19 março 2008

As agendas do David


Guardo comigo todas as agendas do David. Folheei-as todas, duas, três vezes... Em busca de sinais de dor ou sofrimento.
Não encontro e só isto me sossega.
Hoje é Dia do Pai! Dia do meu pai que fez, anteontem, 80 anos. Penso nele. Gosto de o ver com saúde, mas não sou capaz de lho dizer.
Saem-me lágrimas, em vez de palavras.
Há um ano, o David também não almoçou com o pai. Teve uma sessão longa de quimioterapia.
Na agenda dele, só há referência ao tratamento.
A página está cheia de apontamentos de desenho de luz para o espectáculo da Maria João!
Era assim que ele combatia a doença, com palcos cheios de luz.

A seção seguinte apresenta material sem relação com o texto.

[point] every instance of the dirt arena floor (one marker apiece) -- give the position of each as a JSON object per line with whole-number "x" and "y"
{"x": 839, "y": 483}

O David indica-me o caminho e diz-me que tenho que seguir em frente, com a mesma determinação.
Mas é tão difícil.
Os dias já não são...
Tudo é demais.
Nada é de menos.
Revejo-me nos espelhos.
E já não sou quem fui.
Quem sou ou quem serei.
Um dia, não terei rumo.
Do silêncio não há eco.
Ninguém responde ao nada que pergunto.
Não perguntando, errante, sei todas as respostas.
Quero a dormência.
E que me envolva a neblina.
Ou se liberte a dor que lateja, incessante, na nuca de gelo.